Let $A$ be a five-diagonal matrix:
$$ A = \begin{bmatrix} 1 & a & b & & \cdots & & & & \\ a & 1 & a & b& \cdots & & & & \\ b & a & 1& a & \cdots & & & & \\ & b & a & 1 & \cdots & & & & \\ \vdots & \vdots & \vdots & \vdots & \ddots & \vdots & \vdots & \vdots & \vdots\\ & & & & \cdots & 1 & a & b & \\ & & & & \cdots & a & 1 & a & b \\ & & & & \cdots & b & a & 1 & a \\ & & & & \cdots & & b & a & 1 \\ \end{bmatrix}_{n \times n} $$
- $a, b \in \mathbb{R}$
- $0 \le b \le a < \dfrac{1}{2}$
- $A$ is symmetric
- $A$ is positive definite $\Longrightarrow$ all $\lambda > 0$
- $A$ is a Toeplitz matrix
Question: What is the maximum condition number of $A$ for all $n$?
$$K(a, b) = \max_{n \in \mathbb{N}^{*}} \kappa(a, b, n) = \max_{n \in \mathbb{N}^{*} } \dfrac{\lambda_{max}(a, b, n)}{\lambda_{min}(a, b, n)}$$
EDIT:
Using a numerical method with many pairs $(a, \ b)$, I found that $\kappa(a, \ b, \ n)$ is a monotonically non-increasing function (with respect to $n$).
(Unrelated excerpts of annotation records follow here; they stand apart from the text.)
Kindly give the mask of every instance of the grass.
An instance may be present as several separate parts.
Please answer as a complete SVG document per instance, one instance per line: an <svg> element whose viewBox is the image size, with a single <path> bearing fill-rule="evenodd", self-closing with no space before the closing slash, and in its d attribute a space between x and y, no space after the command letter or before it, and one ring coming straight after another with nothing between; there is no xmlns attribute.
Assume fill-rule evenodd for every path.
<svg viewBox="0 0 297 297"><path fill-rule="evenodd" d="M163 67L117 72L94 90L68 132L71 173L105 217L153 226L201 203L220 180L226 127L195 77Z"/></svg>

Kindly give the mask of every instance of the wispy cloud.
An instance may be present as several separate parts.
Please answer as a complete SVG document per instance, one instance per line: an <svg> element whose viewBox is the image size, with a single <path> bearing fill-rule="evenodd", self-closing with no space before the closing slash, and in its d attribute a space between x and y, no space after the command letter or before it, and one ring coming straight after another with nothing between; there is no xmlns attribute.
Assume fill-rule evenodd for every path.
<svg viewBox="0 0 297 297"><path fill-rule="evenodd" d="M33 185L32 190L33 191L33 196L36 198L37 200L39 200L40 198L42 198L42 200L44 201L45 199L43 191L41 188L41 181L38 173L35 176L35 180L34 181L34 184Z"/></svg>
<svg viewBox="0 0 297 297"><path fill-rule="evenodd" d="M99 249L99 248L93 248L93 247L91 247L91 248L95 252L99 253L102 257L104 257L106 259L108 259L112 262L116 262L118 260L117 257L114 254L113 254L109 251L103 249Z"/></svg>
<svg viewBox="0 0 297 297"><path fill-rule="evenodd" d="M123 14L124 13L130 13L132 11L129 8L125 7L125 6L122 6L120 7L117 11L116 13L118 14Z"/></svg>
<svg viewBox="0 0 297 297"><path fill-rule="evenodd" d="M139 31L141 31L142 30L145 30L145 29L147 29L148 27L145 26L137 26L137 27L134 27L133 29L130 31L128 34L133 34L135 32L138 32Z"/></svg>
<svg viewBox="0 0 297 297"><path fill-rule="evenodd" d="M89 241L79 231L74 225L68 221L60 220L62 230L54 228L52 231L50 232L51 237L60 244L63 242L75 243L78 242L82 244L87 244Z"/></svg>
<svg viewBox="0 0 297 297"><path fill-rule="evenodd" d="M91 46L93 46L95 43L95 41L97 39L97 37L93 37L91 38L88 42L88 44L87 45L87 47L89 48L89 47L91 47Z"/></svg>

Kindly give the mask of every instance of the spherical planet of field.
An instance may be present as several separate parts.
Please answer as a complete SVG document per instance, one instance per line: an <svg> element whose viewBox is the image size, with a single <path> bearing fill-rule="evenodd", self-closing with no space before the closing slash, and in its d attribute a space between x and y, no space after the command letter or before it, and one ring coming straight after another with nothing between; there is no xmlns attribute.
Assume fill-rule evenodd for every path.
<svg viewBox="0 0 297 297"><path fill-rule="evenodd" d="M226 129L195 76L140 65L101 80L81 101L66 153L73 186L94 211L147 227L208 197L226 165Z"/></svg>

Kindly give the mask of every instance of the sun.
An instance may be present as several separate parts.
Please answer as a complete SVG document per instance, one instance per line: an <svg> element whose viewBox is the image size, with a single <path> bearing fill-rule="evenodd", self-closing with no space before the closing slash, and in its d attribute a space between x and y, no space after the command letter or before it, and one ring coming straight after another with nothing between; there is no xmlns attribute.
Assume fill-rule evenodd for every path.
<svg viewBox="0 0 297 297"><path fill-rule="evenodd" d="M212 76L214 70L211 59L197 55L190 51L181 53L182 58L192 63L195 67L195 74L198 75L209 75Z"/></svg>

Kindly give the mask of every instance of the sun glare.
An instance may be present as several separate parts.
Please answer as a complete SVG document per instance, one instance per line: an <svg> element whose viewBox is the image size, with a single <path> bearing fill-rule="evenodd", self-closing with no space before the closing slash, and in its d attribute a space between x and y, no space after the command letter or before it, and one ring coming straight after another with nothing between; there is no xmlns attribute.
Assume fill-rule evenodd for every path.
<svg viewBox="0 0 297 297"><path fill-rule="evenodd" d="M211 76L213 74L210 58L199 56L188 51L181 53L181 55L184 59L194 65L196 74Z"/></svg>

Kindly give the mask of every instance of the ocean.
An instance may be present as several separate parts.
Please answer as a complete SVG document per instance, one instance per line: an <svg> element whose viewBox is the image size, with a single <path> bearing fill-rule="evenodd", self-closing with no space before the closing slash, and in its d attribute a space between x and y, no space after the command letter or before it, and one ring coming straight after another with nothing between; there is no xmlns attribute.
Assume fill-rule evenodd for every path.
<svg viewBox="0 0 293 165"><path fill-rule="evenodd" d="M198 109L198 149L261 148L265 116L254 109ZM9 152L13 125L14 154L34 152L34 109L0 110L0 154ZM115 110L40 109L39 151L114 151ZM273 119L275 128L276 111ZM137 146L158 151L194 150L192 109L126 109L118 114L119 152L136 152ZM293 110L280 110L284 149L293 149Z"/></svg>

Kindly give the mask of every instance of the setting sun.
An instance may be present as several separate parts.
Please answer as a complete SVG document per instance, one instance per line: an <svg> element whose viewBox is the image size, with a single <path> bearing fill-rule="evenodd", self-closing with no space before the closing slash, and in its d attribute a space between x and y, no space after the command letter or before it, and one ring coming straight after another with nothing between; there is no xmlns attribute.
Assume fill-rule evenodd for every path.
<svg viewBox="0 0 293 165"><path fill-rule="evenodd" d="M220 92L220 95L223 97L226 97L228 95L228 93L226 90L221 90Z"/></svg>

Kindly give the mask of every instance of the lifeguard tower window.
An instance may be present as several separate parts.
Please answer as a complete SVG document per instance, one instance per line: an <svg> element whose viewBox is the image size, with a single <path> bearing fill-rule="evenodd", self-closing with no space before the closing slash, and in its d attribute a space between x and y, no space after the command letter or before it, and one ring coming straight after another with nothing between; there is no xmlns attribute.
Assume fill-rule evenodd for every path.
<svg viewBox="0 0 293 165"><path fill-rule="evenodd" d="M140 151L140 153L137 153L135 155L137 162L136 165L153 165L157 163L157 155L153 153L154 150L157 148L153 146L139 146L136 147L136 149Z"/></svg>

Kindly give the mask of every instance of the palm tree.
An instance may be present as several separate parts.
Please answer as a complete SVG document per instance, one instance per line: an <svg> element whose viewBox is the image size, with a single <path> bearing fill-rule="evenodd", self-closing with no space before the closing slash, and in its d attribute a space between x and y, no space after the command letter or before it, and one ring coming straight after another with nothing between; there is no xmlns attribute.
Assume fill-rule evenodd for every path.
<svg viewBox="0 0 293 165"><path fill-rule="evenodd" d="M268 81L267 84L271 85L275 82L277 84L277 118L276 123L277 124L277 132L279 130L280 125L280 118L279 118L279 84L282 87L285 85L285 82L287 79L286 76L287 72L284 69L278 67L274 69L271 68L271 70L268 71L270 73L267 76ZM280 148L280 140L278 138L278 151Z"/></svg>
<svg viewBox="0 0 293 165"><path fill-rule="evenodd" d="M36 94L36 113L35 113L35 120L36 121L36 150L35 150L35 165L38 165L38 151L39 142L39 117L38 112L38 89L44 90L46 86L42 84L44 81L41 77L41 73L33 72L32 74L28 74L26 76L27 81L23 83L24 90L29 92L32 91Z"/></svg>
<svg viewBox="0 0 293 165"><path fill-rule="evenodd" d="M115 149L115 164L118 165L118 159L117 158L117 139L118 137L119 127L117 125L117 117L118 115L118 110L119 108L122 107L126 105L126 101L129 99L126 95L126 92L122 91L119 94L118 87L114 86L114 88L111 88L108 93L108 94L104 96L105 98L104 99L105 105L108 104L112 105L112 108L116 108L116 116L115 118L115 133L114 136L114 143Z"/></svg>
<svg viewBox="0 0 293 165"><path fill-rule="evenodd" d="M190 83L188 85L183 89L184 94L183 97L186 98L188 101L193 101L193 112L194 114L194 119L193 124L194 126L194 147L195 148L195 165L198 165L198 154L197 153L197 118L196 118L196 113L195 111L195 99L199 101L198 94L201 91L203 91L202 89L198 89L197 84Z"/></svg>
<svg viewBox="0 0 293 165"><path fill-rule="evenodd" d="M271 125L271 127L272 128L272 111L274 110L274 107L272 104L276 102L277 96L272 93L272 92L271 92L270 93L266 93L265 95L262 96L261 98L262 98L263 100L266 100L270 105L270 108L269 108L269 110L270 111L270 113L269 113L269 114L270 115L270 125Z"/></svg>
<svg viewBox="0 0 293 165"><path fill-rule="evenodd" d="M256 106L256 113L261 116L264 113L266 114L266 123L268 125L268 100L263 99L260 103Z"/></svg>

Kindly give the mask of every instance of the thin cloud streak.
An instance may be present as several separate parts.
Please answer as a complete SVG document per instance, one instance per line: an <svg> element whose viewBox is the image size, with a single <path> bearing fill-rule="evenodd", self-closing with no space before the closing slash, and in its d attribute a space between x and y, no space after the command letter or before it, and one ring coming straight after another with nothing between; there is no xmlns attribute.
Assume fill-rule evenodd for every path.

$$\kappa(a, b, 1) \le \kappa(a, b, 2) \le \cdots \le \kappa(a, \ b, \ n) \le \kappa(a, \ b, \ n+1) \le \cdots$$
$$K(a, \ b) = \lim_{n \to \infty} \kappa(a, \ b, \ n)$$
Some values of conditions number are:
$$A = \begin{bmatrix}1\end{bmatrix} \Rightarrow \kappa(a, \ b, \ 1) = 1$$ $$A = \begin{bmatrix}1 & a \\ a & 1\end{bmatrix} \Rightarrow \kappa(a, \ b, \ 1) = \dfrac{1+a}{1-a}$$ $$A = \begin{bmatrix}1 & a & b \\ a & 1 & a \\ b & a & 1\end{bmatrix} \Rightarrow \kappa(a, \ b, \ 1) = \dfrac{1+\frac{1}{2}\left(b+\sqrt{b^2+8a^2}\right)}{1+\frac{1}{2}\left(b-\sqrt{b^2+8a^2}\right)}$$
Like shown here, when $b=0$: $$\lambda_k = 1+2a\cos \left(\dfrac{k\pi}{n+1}\right) \ \ \ k = 1, \ \cdots, \ n$$ $$\kappa(a, \ 0, \ n) = \dfrac{1+2a \cos \left(\frac{\pi}{n+1}\right)}{1-2a\cos \left(\frac{\pi}{n+1}\right)}$$ $$K(a, \ 0) = \dfrac{1+2a}{1-2a}$$ I also found that for $a=0$
$$\lambda_k = 1+2b \cdot \cos \phi_k$$ $$\kappa(0, \ b, \ n) = \dfrac{1+2b \ \cos \phi_{min}}{1-2b \ \cos \phi_{min}}$$ $$K(0, \ b) = \dfrac{1+2b}{1-2b}$$